There are significant advantages in having both common and civil law expertise as a counsellor and arbitrator. The international arbitration cases I handle as counsel almost always involve aspects of both common and civil law regimes – for example, the arbitral seat may be a civil law jurisdiction while the underlying substantive law is New York or English law (or vice versa). I have handled many cases like this, working closely with my civil law colleagues at the firm, to achieve the best results for our clients. Similarly, I have sat in many cases as arbitrator in which a knowledge of both civil and common law principles and practice has been enormously helpful in deciding procedural and substantive issues in the arbitration. Indeed, I believe that some fluency in both common and civil law traditions is essential for any practitioner or arbitrator who wants to operate effectively at the top of this field.
How has the arbitration process developed since you first began your career?
One important development I have noticed since I first began my career in international arbitration almost 20 years ago is the increasing tendency of international arbitration practitioners to rely on a standard set of practices and procedures in each case rather than embrace the inherent flexibility of arbitration and determine the most appropriate procedures for a particular matter. It is natural, on some level, for practitioners to revert to a standard set of rules and procedures; but it is important to resist the trend toward homogenisation and work towards ensuring that each arbitration is conducted on a bespoke basis, and in accordance with the procedures that make the most sense for that particular case.

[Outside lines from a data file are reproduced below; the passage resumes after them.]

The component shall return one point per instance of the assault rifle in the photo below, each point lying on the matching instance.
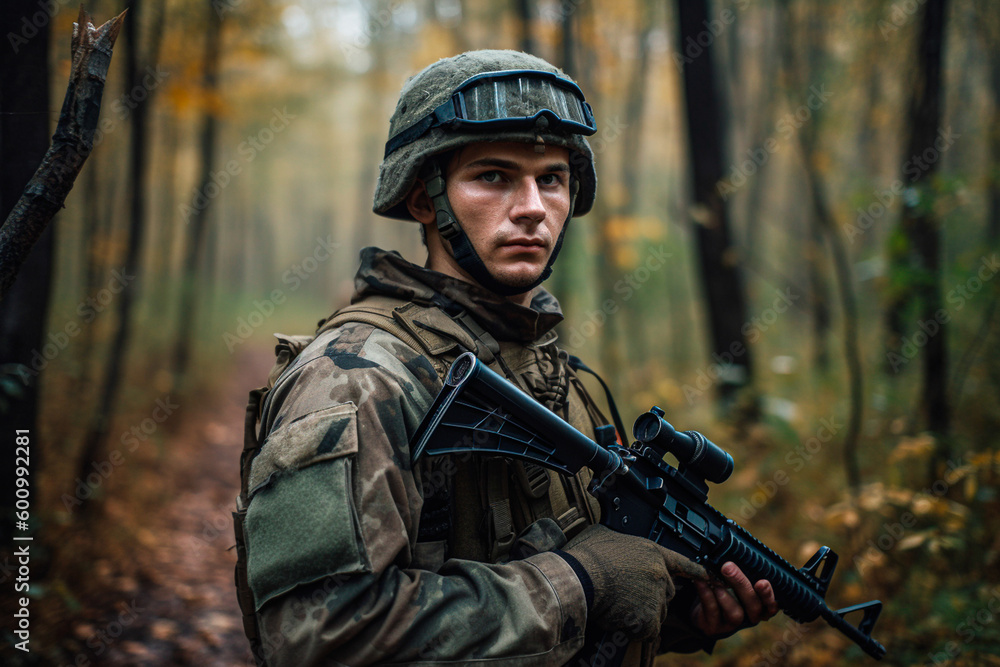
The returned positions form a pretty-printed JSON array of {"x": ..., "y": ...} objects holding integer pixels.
[{"x": 639, "y": 493}]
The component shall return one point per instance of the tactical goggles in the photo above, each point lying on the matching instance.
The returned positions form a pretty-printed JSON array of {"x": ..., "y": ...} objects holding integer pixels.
[{"x": 508, "y": 99}]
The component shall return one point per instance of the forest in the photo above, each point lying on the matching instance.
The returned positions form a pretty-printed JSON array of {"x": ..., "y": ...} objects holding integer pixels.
[{"x": 793, "y": 251}]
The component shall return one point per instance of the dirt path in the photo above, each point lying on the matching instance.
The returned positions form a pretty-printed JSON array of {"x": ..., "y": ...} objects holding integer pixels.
[{"x": 185, "y": 610}]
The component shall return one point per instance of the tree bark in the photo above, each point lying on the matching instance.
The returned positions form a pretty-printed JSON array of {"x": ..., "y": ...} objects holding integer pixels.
[
  {"x": 920, "y": 226},
  {"x": 24, "y": 138},
  {"x": 719, "y": 265},
  {"x": 108, "y": 394},
  {"x": 198, "y": 220},
  {"x": 71, "y": 144}
]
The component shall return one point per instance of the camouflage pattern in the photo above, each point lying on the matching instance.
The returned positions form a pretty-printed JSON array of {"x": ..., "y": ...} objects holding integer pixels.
[
  {"x": 337, "y": 573},
  {"x": 432, "y": 86}
]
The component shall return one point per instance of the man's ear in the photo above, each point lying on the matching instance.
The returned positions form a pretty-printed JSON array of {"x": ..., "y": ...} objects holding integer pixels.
[{"x": 419, "y": 204}]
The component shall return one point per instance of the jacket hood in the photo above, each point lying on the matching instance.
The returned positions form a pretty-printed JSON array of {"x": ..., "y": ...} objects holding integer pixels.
[{"x": 385, "y": 272}]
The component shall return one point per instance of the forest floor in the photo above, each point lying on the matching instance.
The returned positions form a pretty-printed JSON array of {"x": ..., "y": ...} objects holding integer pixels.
[{"x": 179, "y": 606}]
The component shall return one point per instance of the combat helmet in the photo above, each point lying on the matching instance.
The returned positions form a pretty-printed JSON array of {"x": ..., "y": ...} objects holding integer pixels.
[{"x": 487, "y": 95}]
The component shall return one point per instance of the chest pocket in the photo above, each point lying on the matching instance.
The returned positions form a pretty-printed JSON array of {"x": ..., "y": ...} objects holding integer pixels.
[{"x": 312, "y": 508}]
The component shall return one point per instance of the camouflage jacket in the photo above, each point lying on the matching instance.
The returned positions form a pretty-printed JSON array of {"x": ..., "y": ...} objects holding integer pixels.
[{"x": 339, "y": 562}]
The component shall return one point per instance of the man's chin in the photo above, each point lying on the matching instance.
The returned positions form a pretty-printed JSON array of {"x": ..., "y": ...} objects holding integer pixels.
[{"x": 523, "y": 281}]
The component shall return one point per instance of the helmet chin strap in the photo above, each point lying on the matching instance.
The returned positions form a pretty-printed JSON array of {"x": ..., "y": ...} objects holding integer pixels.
[{"x": 461, "y": 246}]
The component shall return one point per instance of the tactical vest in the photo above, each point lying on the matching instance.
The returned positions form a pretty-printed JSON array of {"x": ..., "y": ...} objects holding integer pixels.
[{"x": 511, "y": 495}]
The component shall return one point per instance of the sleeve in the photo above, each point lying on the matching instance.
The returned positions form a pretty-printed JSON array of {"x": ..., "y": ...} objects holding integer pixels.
[{"x": 332, "y": 523}]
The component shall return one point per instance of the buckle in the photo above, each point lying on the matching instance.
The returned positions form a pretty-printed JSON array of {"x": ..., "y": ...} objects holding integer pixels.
[{"x": 534, "y": 479}]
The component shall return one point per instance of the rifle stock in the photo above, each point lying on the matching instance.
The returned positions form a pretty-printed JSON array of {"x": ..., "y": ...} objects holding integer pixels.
[{"x": 639, "y": 493}]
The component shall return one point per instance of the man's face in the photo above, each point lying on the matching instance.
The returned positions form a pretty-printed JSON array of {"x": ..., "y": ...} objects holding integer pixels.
[{"x": 512, "y": 203}]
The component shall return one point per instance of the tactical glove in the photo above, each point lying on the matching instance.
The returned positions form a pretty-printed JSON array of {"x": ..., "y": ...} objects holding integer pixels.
[{"x": 627, "y": 579}]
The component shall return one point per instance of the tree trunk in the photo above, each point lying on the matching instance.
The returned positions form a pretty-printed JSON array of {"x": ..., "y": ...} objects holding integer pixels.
[
  {"x": 114, "y": 369},
  {"x": 524, "y": 10},
  {"x": 197, "y": 218},
  {"x": 719, "y": 267},
  {"x": 24, "y": 130},
  {"x": 920, "y": 226}
]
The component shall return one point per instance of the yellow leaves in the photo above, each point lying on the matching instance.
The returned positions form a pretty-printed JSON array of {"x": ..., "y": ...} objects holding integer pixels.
[
  {"x": 436, "y": 42},
  {"x": 842, "y": 515},
  {"x": 919, "y": 446},
  {"x": 619, "y": 235}
]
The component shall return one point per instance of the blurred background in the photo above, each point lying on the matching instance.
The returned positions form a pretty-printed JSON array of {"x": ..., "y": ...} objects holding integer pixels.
[{"x": 793, "y": 250}]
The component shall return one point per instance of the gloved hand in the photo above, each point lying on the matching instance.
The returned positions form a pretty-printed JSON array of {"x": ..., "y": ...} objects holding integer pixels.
[{"x": 629, "y": 579}]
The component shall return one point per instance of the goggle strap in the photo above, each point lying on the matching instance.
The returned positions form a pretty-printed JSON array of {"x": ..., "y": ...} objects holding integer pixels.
[{"x": 440, "y": 116}]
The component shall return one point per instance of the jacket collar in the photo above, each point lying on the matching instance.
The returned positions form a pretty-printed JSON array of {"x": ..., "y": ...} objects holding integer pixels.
[{"x": 387, "y": 273}]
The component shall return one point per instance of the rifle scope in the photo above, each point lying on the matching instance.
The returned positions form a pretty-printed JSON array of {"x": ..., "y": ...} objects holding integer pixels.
[{"x": 693, "y": 450}]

What steps can younger arbitration practitioners take to improve their chances of getting appointments? Is there an important role to play here for more experienced lawyers in the field?

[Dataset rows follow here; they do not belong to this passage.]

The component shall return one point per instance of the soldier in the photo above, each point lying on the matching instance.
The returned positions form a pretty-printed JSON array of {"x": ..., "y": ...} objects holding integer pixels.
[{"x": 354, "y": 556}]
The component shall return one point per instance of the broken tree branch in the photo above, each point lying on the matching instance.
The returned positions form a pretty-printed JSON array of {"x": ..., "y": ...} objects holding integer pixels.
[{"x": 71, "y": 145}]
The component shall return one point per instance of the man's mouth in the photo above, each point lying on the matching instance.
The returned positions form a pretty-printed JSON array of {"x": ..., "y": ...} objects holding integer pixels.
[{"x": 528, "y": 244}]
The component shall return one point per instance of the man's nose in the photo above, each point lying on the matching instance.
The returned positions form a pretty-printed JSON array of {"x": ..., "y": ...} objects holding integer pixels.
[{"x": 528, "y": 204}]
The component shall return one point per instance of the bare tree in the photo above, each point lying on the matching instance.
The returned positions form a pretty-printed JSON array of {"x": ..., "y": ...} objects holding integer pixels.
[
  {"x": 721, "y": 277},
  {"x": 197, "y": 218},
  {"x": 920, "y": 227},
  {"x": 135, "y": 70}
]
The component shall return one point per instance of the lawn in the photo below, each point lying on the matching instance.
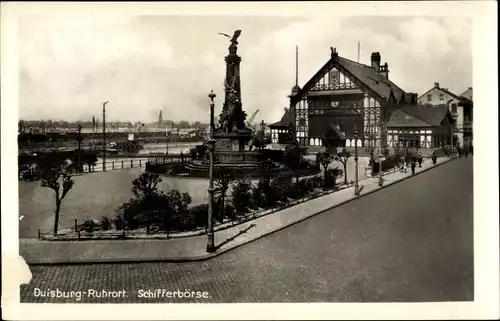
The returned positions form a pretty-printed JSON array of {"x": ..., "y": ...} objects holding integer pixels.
[{"x": 99, "y": 194}]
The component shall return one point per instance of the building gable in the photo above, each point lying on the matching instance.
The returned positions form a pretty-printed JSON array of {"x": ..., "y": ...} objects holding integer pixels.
[
  {"x": 436, "y": 96},
  {"x": 343, "y": 74},
  {"x": 333, "y": 79},
  {"x": 400, "y": 118}
]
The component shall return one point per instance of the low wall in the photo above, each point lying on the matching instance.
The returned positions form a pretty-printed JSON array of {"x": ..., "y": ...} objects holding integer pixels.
[{"x": 183, "y": 169}]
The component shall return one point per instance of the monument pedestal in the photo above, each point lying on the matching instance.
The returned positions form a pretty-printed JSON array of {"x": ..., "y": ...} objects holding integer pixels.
[{"x": 230, "y": 149}]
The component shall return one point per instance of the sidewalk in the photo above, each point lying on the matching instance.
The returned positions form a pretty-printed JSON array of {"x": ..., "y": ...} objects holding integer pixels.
[{"x": 35, "y": 251}]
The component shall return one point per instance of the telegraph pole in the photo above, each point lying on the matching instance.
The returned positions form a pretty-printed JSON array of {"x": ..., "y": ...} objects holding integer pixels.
[{"x": 104, "y": 136}]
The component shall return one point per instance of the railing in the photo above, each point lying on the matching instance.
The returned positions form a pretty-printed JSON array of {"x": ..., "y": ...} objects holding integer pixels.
[{"x": 134, "y": 163}]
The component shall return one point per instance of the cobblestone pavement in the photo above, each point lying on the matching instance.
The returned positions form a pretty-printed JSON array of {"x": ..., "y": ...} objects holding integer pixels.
[{"x": 412, "y": 241}]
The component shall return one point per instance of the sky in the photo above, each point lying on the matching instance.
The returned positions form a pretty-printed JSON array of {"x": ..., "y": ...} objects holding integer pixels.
[{"x": 69, "y": 65}]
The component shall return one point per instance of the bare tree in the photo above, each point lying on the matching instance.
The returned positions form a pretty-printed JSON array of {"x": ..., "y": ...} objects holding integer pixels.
[
  {"x": 145, "y": 186},
  {"x": 52, "y": 178},
  {"x": 324, "y": 159},
  {"x": 222, "y": 180},
  {"x": 343, "y": 157}
]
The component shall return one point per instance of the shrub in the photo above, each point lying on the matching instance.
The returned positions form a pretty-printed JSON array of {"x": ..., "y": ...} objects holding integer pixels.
[
  {"x": 199, "y": 214},
  {"x": 230, "y": 212},
  {"x": 242, "y": 197},
  {"x": 105, "y": 223},
  {"x": 130, "y": 212},
  {"x": 315, "y": 182},
  {"x": 88, "y": 226},
  {"x": 118, "y": 223},
  {"x": 387, "y": 164},
  {"x": 280, "y": 186},
  {"x": 258, "y": 196},
  {"x": 331, "y": 177}
]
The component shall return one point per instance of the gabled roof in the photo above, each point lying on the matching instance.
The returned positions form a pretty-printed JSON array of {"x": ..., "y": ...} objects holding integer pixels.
[
  {"x": 335, "y": 129},
  {"x": 402, "y": 119},
  {"x": 363, "y": 73},
  {"x": 467, "y": 94},
  {"x": 368, "y": 76},
  {"x": 285, "y": 121},
  {"x": 440, "y": 89},
  {"x": 431, "y": 115}
]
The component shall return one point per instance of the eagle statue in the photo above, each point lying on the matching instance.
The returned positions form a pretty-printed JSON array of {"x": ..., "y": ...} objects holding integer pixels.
[{"x": 234, "y": 39}]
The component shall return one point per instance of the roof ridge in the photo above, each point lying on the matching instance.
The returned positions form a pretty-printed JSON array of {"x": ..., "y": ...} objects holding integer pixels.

Getting those first appointments is always difficult because of an inherent catch-22: you need experience to get arbitral appointments; but you need arbitral appointments to gain experience. My first appointments came from arbitral institutions, which I think is quite common. Most institutions are open to giving a younger arbitration practitioner, without experience as an arbitrator, a chance to sit in a relatively low-value case. It is important for young practitioners to get involved in the major arbitral institutions and to ensure that they interact with the people in those institutions responsible for making arbitral appointments. In addition, it is important for young arbitration practitioners to know other practitioners of about the same vintage practising at other firms. Very often, it is those colleagues and contacts who will reach out down the road when parties are looking to make appointments.

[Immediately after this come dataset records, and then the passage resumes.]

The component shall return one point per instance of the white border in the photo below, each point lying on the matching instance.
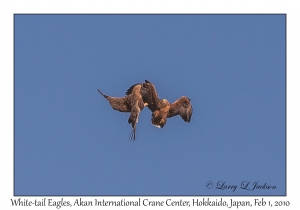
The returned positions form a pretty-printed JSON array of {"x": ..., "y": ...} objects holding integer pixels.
[{"x": 8, "y": 8}]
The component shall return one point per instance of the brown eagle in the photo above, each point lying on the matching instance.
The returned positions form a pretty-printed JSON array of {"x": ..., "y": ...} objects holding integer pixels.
[
  {"x": 132, "y": 103},
  {"x": 161, "y": 109}
]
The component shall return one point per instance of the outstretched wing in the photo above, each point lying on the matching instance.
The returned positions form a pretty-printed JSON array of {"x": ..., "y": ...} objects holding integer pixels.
[
  {"x": 119, "y": 104},
  {"x": 182, "y": 107}
]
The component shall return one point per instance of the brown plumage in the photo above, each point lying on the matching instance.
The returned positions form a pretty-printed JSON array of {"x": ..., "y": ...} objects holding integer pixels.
[
  {"x": 132, "y": 103},
  {"x": 161, "y": 108}
]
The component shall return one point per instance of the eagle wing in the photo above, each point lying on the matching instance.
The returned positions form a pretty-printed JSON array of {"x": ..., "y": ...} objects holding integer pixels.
[
  {"x": 148, "y": 93},
  {"x": 119, "y": 104},
  {"x": 182, "y": 107}
]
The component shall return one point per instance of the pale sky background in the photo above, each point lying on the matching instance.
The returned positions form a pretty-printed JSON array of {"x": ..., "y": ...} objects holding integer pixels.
[{"x": 69, "y": 141}]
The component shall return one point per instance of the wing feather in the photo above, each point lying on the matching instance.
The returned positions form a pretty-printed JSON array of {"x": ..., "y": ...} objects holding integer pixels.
[
  {"x": 119, "y": 104},
  {"x": 182, "y": 107}
]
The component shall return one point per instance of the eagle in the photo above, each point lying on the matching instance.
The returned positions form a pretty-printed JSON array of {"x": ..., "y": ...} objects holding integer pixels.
[
  {"x": 132, "y": 103},
  {"x": 161, "y": 108}
]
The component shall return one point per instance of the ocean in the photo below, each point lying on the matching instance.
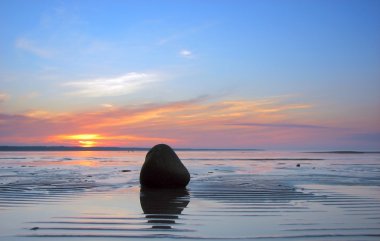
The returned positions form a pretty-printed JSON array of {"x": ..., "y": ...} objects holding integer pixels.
[{"x": 232, "y": 195}]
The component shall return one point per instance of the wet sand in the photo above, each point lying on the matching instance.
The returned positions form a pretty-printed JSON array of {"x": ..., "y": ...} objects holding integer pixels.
[{"x": 232, "y": 195}]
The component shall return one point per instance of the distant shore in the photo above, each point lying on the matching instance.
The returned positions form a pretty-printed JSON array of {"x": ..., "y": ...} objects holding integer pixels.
[{"x": 78, "y": 148}]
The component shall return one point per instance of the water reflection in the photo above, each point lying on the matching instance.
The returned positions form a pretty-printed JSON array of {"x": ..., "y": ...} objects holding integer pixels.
[{"x": 162, "y": 207}]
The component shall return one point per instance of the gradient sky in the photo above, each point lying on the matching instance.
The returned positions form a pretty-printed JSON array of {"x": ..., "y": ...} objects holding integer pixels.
[{"x": 209, "y": 74}]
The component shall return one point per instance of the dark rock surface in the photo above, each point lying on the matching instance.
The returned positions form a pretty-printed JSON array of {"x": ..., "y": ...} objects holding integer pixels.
[{"x": 163, "y": 169}]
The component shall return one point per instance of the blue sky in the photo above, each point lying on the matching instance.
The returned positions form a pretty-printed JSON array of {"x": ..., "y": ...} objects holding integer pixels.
[{"x": 81, "y": 56}]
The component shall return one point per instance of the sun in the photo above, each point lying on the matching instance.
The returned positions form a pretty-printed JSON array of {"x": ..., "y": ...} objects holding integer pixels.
[
  {"x": 84, "y": 140},
  {"x": 86, "y": 143}
]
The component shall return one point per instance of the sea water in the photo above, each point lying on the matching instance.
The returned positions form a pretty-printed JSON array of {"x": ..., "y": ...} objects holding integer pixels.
[{"x": 246, "y": 195}]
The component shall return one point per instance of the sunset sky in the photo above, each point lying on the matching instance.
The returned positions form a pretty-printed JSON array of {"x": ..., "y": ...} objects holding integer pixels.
[{"x": 202, "y": 74}]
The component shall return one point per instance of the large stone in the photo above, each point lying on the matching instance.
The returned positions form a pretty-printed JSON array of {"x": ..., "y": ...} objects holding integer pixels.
[{"x": 162, "y": 168}]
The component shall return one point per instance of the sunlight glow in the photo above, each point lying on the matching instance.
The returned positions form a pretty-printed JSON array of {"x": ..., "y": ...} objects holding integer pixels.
[{"x": 87, "y": 143}]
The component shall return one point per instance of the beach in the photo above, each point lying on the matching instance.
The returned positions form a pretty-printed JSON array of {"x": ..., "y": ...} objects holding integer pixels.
[{"x": 232, "y": 195}]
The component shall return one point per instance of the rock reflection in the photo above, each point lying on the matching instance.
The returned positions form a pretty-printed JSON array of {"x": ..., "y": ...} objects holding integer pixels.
[{"x": 162, "y": 207}]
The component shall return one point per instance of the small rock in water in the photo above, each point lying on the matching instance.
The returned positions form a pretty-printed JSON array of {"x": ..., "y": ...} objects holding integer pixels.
[{"x": 162, "y": 168}]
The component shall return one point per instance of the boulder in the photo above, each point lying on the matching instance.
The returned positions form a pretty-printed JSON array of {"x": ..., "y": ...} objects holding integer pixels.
[{"x": 163, "y": 169}]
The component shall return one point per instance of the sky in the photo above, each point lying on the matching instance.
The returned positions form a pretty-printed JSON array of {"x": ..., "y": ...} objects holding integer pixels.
[{"x": 270, "y": 74}]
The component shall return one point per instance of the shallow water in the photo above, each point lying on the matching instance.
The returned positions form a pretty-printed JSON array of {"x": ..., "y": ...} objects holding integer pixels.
[{"x": 232, "y": 195}]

You have enjoyed a very distinguished career so far. What would you like to achieve that you have not yet accomplished?
One of the wonderful aspects of practising in this area is that every new case – whether as counsel or as arbitrator – brings a new set of issues or involves issues that one has seen before in a different context and that must be revisited under the particular circumstances of matter. Because of that, this is an area of constant evolution: I am always learning, thinking through new sets of problems and coming up with new ways to make the arbitral process work better for my clients or for the parties before me. I hope to continue that process, as counsel and as arbitrator, for years to come. In addition to that, one concrete goal is to identify more opportunities for pro bono representations in international arbitration. As a young lawyer working on litigation matters in court, both at WilmerHale and at Simpson Thacher, where I began my career, there were many opportunities to gain advocacy experience and to do good through pro bono representations. I would love to find more ways for both partners and associates to make similar, pro bono contributions in this field.